Malgré l’amélioration des techniques d’agriculture, les protéines de viande ou de poisson seraient restées très valorisées par l’Homme. Les louveteaux captifs et les premiers chiens domestiques auraient reçu une alimentation ne contenant que de faibles quantités de protéines de piètre qualité, associées à des restes essentiellement composés de lipides et de glucides. Toutefois, ils auraient été nourris plus régulièrement que les loups sauvages, réduisant leur besoin de compétition et établissant une relation avec l’Homme basée sur l’alimentation.
Le comportement de limitation des conflits des loups joue également un rôle important dans leur capacité à s’adapter aux communautés humaines. Les chiens domestiques n’auraient pas pu être tolérés en tant qu’animaux de compagnie ou de travail s’ils étaient restés violents dans leur compétition pour la nourriture.
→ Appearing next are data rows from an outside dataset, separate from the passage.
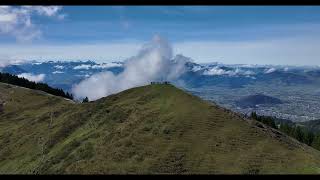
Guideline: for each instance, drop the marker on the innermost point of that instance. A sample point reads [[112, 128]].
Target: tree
[[85, 100]]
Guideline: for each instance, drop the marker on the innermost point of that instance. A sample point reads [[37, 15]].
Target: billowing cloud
[[234, 72], [17, 21], [58, 67], [106, 65], [57, 72], [271, 70], [82, 66], [33, 77], [152, 63]]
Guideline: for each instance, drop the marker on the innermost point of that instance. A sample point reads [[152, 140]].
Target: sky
[[285, 35]]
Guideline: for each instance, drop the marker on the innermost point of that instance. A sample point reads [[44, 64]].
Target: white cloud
[[58, 67], [82, 66], [106, 65], [234, 72], [271, 70], [17, 21], [57, 72], [33, 77], [152, 63]]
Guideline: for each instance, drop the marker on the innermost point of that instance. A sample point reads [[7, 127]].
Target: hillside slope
[[149, 129]]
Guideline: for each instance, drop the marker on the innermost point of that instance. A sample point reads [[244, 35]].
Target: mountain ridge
[[149, 129]]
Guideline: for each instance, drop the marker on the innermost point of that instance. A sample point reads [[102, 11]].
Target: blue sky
[[228, 34]]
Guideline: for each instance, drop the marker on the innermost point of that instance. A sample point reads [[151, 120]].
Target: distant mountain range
[[298, 86], [253, 101], [153, 129], [63, 74]]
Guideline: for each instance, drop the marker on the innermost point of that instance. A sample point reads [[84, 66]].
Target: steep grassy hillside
[[150, 129]]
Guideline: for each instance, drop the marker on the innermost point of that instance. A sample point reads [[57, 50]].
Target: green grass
[[151, 129]]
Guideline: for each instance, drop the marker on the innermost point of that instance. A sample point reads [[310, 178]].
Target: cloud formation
[[271, 70], [33, 77], [234, 72], [17, 21], [152, 63]]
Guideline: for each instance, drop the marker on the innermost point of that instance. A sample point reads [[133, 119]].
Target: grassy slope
[[150, 129]]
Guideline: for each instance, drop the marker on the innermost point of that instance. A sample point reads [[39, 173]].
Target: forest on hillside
[[15, 80]]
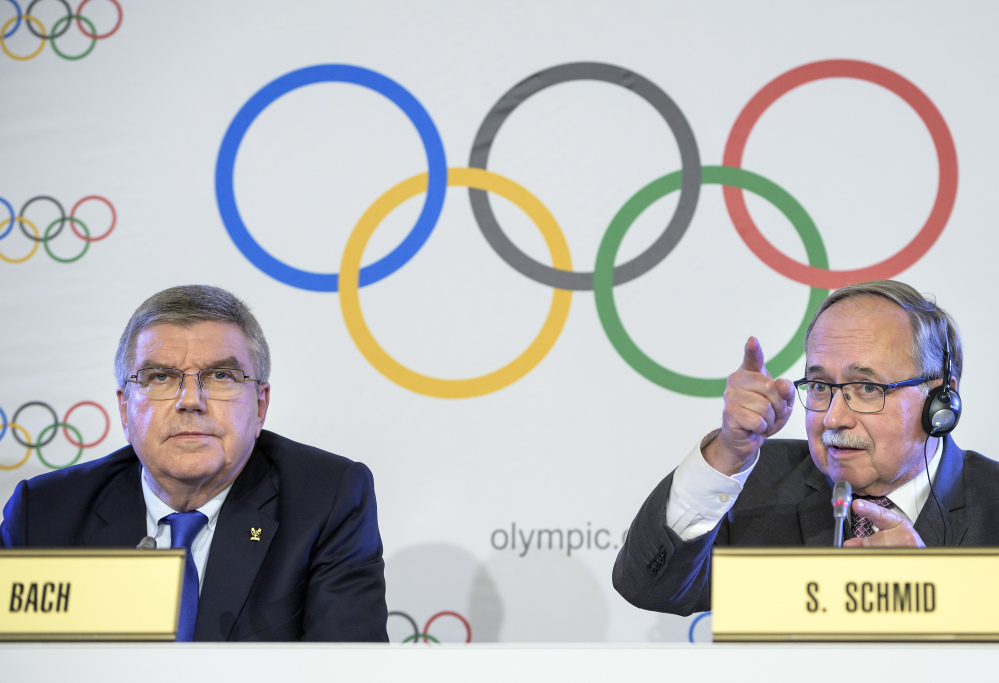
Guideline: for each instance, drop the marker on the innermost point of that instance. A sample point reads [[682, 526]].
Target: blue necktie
[[184, 526]]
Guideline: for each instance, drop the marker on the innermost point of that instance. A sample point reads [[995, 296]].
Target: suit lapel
[[119, 517], [815, 509], [235, 557], [949, 487]]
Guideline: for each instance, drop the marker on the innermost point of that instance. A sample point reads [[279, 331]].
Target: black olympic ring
[[54, 426], [68, 19], [415, 638], [690, 164], [62, 216]]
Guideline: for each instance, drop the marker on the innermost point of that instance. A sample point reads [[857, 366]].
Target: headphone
[[942, 409]]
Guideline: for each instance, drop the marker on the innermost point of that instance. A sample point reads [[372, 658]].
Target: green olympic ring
[[603, 274], [416, 636], [86, 243], [68, 18], [38, 445]]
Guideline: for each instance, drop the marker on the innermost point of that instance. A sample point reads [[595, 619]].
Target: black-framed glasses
[[166, 382], [861, 397]]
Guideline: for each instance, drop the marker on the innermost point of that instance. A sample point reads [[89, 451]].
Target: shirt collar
[[156, 509], [910, 497]]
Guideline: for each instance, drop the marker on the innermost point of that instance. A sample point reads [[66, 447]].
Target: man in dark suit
[[877, 354], [286, 544]]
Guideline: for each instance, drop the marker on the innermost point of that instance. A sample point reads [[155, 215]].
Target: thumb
[[752, 358]]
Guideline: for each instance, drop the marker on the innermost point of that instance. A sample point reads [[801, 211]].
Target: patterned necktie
[[862, 527], [184, 526]]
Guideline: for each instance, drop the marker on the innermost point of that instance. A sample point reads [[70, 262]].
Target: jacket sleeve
[[346, 594], [656, 570]]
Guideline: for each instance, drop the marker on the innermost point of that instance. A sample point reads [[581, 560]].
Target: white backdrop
[[564, 454]]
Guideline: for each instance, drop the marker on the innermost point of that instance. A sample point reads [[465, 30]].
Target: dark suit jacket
[[315, 574], [787, 501]]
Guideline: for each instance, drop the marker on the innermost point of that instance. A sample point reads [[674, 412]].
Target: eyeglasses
[[861, 397], [166, 382]]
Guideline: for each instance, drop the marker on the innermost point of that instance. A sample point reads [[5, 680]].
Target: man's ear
[[263, 401], [122, 394]]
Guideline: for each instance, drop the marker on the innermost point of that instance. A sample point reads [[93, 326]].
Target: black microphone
[[842, 497]]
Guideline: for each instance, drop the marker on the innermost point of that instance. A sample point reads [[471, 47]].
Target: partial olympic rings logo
[[424, 635], [560, 274], [20, 434], [59, 28], [36, 234]]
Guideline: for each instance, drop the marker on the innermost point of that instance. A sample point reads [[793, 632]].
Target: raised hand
[[756, 407]]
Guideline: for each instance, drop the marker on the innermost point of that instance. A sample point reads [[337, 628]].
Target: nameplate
[[71, 594], [859, 594]]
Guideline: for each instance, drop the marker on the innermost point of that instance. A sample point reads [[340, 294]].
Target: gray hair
[[927, 321], [185, 306]]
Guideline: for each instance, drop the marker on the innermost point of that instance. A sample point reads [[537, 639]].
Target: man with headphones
[[882, 366]]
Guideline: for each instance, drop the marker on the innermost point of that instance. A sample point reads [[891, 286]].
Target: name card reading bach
[[69, 594], [891, 594]]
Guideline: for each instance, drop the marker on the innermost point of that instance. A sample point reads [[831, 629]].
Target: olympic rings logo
[[53, 229], [425, 633], [21, 435], [560, 276], [59, 28]]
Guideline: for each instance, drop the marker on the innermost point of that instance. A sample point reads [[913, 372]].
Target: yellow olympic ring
[[27, 438], [41, 46], [350, 268], [30, 225]]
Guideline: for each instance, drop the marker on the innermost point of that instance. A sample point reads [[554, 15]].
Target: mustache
[[200, 429], [844, 440]]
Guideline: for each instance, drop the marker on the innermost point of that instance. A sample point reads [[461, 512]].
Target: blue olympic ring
[[345, 73], [12, 31], [10, 226]]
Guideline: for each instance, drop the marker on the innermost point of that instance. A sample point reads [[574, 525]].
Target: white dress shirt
[[701, 495], [156, 510]]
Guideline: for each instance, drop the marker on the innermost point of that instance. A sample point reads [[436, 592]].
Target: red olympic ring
[[107, 424], [468, 628], [915, 98], [72, 214], [100, 36]]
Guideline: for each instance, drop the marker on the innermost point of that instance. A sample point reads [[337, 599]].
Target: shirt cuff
[[701, 495]]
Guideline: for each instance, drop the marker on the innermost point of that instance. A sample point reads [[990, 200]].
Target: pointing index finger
[[752, 357]]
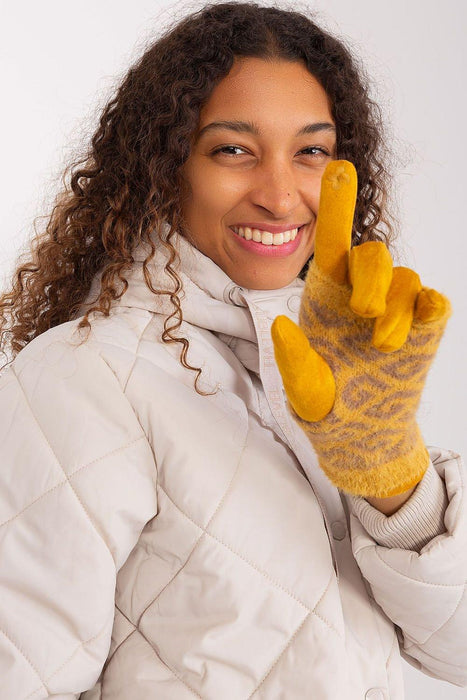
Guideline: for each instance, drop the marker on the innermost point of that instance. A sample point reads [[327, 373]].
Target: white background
[[60, 60]]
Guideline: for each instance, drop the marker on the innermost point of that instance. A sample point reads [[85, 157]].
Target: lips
[[265, 237], [266, 243]]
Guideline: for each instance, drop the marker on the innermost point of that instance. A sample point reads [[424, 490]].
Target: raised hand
[[354, 369]]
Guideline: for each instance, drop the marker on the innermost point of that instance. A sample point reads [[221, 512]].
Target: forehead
[[261, 86]]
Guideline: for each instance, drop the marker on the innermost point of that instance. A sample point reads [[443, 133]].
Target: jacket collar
[[209, 300]]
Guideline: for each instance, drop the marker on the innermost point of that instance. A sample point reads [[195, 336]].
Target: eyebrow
[[252, 128]]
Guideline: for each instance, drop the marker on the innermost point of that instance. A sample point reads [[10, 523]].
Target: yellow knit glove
[[354, 370]]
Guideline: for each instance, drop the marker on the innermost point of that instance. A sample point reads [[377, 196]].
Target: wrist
[[391, 505]]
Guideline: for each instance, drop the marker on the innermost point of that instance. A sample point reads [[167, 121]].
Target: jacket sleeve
[[77, 485], [423, 590]]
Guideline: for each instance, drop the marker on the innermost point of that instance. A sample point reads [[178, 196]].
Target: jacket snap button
[[232, 294], [338, 530], [293, 303]]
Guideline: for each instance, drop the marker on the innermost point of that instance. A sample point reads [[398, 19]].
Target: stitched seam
[[321, 617], [268, 673], [69, 476], [65, 474], [240, 556], [24, 655], [136, 351], [411, 578], [323, 620], [262, 573], [391, 651], [201, 528], [109, 658], [80, 645], [139, 631], [438, 629]]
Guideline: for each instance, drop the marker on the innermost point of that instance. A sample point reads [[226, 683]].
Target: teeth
[[265, 237]]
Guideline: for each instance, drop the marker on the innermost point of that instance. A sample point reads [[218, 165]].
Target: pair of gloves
[[354, 368]]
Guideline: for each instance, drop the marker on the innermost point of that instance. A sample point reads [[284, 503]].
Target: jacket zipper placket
[[273, 391]]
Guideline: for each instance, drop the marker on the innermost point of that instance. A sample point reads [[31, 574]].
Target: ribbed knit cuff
[[418, 521]]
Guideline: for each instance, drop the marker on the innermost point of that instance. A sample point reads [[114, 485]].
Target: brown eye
[[228, 150], [315, 150]]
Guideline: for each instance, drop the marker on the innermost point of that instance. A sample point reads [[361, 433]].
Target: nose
[[275, 188]]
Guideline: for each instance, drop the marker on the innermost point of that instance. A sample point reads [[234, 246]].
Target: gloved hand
[[354, 370]]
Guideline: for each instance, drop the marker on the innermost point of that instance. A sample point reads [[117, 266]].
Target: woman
[[168, 532]]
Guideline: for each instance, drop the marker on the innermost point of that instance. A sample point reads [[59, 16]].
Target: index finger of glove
[[335, 218]]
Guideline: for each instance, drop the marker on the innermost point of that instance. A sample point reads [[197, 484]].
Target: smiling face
[[254, 174]]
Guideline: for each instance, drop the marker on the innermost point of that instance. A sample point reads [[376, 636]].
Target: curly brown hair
[[127, 185]]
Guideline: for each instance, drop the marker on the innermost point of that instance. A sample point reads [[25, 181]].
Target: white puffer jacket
[[159, 544]]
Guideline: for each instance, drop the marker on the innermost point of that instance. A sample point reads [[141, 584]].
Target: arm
[[76, 489], [422, 588]]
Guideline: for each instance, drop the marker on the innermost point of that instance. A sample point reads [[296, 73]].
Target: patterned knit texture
[[369, 444]]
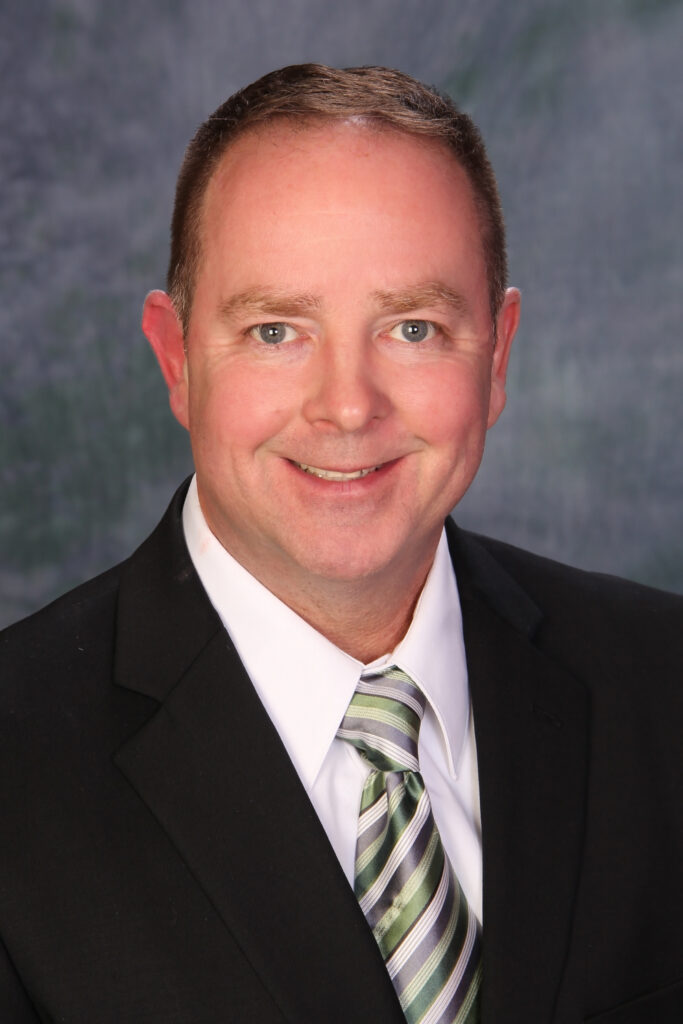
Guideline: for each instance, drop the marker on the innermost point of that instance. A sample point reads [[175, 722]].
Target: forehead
[[337, 205], [287, 162]]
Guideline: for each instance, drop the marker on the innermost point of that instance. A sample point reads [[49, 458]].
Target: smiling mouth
[[333, 474]]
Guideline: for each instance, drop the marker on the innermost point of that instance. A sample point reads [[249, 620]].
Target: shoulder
[[597, 625], [557, 588], [55, 649]]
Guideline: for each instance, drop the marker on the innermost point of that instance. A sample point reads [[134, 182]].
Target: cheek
[[450, 408], [235, 410]]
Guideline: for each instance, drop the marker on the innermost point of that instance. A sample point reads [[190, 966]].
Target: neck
[[366, 617]]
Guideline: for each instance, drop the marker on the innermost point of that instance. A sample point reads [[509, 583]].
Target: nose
[[347, 389]]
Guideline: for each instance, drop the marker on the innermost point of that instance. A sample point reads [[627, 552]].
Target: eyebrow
[[259, 302], [430, 293]]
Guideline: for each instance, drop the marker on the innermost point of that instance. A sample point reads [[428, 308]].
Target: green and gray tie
[[407, 888]]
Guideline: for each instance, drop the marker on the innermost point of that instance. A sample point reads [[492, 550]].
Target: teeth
[[332, 474]]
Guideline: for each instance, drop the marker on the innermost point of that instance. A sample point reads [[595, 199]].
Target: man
[[188, 740]]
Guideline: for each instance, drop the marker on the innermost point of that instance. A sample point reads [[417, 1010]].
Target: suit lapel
[[530, 719], [212, 770]]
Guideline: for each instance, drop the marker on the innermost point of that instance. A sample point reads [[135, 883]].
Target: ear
[[164, 332], [506, 325]]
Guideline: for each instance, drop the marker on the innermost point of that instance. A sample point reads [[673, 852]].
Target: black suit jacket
[[161, 862]]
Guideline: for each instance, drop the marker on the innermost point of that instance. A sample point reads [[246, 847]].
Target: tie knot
[[383, 720]]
Au fur et à mesure que la domestication a progressé et que les chiens ont commencé à faire partie des communautés humaines, de nouvelles pressions de sélection auraient pris de l’importance. Les qualités de sociabilité, de tolérance à la manipulation et de capacité à répondre à la communication humaine seraient toutes devenues de plus en plus importantes, les animaux non prometteurs étant retirés de la reproduction. Ce processus de sélection a favorisé le maintien de caractéristiques physiques et comportementales juvéniles chez les adultes (néoténie) : oreilles tombantes, babines souples et lourdes, caractère joueur, plasticité comportementale, et compétitivité et agressivité réduites, par exemple.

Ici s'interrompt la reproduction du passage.